Susanna successfully defended her Master thesis last week. In her project, she wanted to address the evolution of the mitochondrial genome order of hairybellies (Gastrotricha). Gastrotricha are very tiny and flat animals, which are usually not longer than 1 mm. Nonetheless, they can have very delicate structures on their skin in the form of spines, thrones and scales. They occur both in marine and freshwater habitats. More about these interesting animals you read in one of our previous blog posts.

Susanna’s journey to her final thesis was quite a challenging one as the small critters did not make it easy to get their mitochondrial genomes. Susanna concentrated her efforts on one of the two orders of Gastrotricha, Macrodasyida. First, we had samples of different species of Macrodasyida. Second, the mitochondrial genomes were already available for two species the other order, Chaetonotida. One was published for Liognotus ghinii recently and the other one of Lepidodermella squamata had been available for some time. The gene order of both mitochondrial genomes was identical suggesting maybe the presence of a conserved gene order in Gastrotricha in general.

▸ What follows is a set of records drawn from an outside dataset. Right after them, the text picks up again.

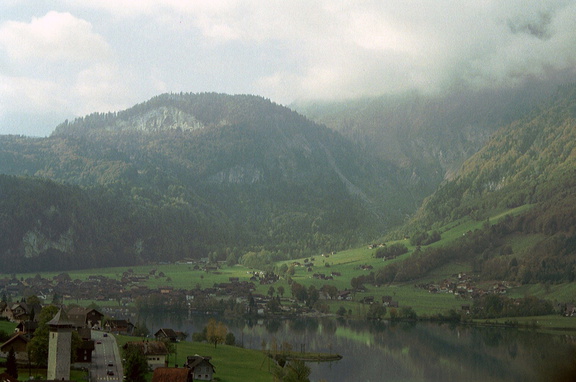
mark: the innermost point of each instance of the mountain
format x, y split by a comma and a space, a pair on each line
427, 137
532, 160
212, 174
525, 177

This has also been seen in Annelida (earthworms and alike) before.

Given the success with obtaining the entire genome of Lepidodermella recently, Susanna set out to also use a genome approach as we had used for Lepidodermella. This worked quite well and she was able to assemble genomes of relative good quality for most of the species attempted. Hence, the start turned out to be very nice. The next step was then that Susanna pulled out the mitochondrial genome from the genome assemblies; or better said, the genomes. As she got back much more than one contig (=genome) for her genome. It turned out that the whole genome amplification had caused palindromic stretches of just the mitochondrial genome.

What does this mean? The mitochondrial genome was amplified in one direction, then the amplification switched back (seemingly random) and continued into the opposite direction. Hence, single reads had parts of the genome duplicated and in reverse order. This became apparent when one looked at the gene order of the different contigs of a gastrotrich species showing high degrees of duplication and the reversed gene order for these parts. However, the pattern was random across the different contigs of the same species. This indicated that this is an artifact and not a natural variation in the gene order.

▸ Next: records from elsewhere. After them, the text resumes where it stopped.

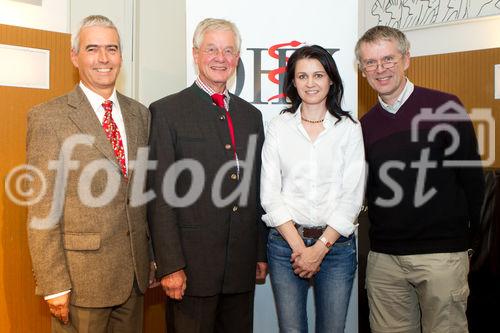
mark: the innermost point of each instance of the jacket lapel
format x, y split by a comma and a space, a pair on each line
211, 121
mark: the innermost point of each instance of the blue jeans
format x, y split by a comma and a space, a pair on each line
332, 285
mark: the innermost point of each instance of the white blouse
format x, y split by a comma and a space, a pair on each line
313, 183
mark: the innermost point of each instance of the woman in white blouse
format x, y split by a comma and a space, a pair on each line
312, 187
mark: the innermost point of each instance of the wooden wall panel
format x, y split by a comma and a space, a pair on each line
469, 75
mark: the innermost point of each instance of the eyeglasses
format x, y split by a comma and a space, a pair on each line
228, 52
386, 63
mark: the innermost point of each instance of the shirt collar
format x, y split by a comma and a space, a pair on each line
95, 99
206, 88
403, 97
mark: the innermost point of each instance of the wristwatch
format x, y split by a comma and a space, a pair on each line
325, 241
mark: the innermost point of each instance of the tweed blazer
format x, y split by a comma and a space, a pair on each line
93, 249
217, 245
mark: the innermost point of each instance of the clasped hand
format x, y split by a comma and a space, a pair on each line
306, 261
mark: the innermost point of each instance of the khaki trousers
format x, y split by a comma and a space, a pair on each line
123, 318
417, 293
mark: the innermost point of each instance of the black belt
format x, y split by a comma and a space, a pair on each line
310, 232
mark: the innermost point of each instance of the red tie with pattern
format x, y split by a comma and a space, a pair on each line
218, 99
114, 136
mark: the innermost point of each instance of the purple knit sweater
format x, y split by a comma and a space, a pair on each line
415, 209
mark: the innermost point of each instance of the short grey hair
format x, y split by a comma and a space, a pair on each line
382, 32
212, 24
93, 21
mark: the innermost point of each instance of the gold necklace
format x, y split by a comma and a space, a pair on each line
312, 121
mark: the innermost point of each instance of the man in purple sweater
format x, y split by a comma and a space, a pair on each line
424, 193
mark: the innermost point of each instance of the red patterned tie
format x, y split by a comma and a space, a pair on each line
218, 99
114, 136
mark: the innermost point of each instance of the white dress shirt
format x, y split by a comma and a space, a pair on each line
313, 183
402, 98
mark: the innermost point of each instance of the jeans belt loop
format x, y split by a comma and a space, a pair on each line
310, 232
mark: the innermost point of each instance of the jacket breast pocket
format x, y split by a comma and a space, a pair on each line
87, 241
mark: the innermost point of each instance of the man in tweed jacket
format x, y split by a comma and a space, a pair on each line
88, 243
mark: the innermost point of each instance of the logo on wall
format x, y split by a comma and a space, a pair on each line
280, 53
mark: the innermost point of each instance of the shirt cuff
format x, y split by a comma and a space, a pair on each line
343, 226
277, 217
57, 295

The next step was there for to detect the switching points in the contigs, cut them in to smaller sub-units and then reverse-complement the ones with the reversed gene order. These sub-units were then used to assemble the mitochondrial genome anew. This was quite work intensive. Depending on the number of the contigs, the process could be done using available bioinformatic tools such as Pegasus and MitoHifi, but in the end almost all species needed careful manual curation. However, in all cases except one, Susanna was successful to obtain the mitochondrial genome of the species with good coverage.

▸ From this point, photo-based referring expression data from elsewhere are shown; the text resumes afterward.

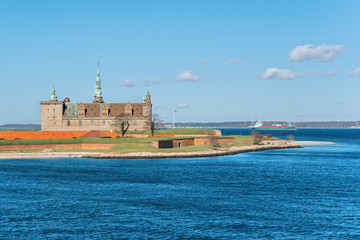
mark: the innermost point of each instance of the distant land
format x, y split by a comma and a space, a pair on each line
246, 124
243, 124
20, 126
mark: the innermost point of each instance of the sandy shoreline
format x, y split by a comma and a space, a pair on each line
152, 155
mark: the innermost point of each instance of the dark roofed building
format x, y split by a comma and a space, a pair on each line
98, 115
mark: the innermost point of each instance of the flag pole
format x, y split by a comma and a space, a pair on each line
174, 118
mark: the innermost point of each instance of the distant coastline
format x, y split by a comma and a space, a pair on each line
234, 124
157, 155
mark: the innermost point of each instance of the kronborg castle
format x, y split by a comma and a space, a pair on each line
98, 115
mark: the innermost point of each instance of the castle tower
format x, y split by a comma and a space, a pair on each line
98, 90
53, 96
51, 112
148, 100
147, 108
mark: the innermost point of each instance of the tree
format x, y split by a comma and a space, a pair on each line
156, 122
213, 139
121, 124
123, 128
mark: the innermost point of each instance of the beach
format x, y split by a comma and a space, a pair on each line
48, 153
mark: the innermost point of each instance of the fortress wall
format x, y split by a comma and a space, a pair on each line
89, 146
9, 135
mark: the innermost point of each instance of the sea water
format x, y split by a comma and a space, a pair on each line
307, 193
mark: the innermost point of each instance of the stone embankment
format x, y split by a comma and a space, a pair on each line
145, 155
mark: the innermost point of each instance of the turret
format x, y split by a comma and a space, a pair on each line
53, 96
98, 90
148, 100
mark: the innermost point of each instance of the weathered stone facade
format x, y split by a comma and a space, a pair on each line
98, 115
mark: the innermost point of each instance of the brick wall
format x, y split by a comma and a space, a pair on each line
74, 146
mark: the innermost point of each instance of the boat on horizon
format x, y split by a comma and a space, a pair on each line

When she then compared the mitochondrial genomes with each other it turned out that the gene order in each of them was completely different. This means that in Macrodasyida the gene order is substantially more variable than in Chaetonotida. Unfortunately, this also meant that the gene order could not be used to inform on the phylogeny of Gastrotricha or their phylogenetic position within the larger group Lophotrochozoa (also known as Spiralia). As we lack a robust phylogeny of Gastrotricha, it was also not possible to reconstruct the ancestral order of the gastrotrich mitochondrial gene order.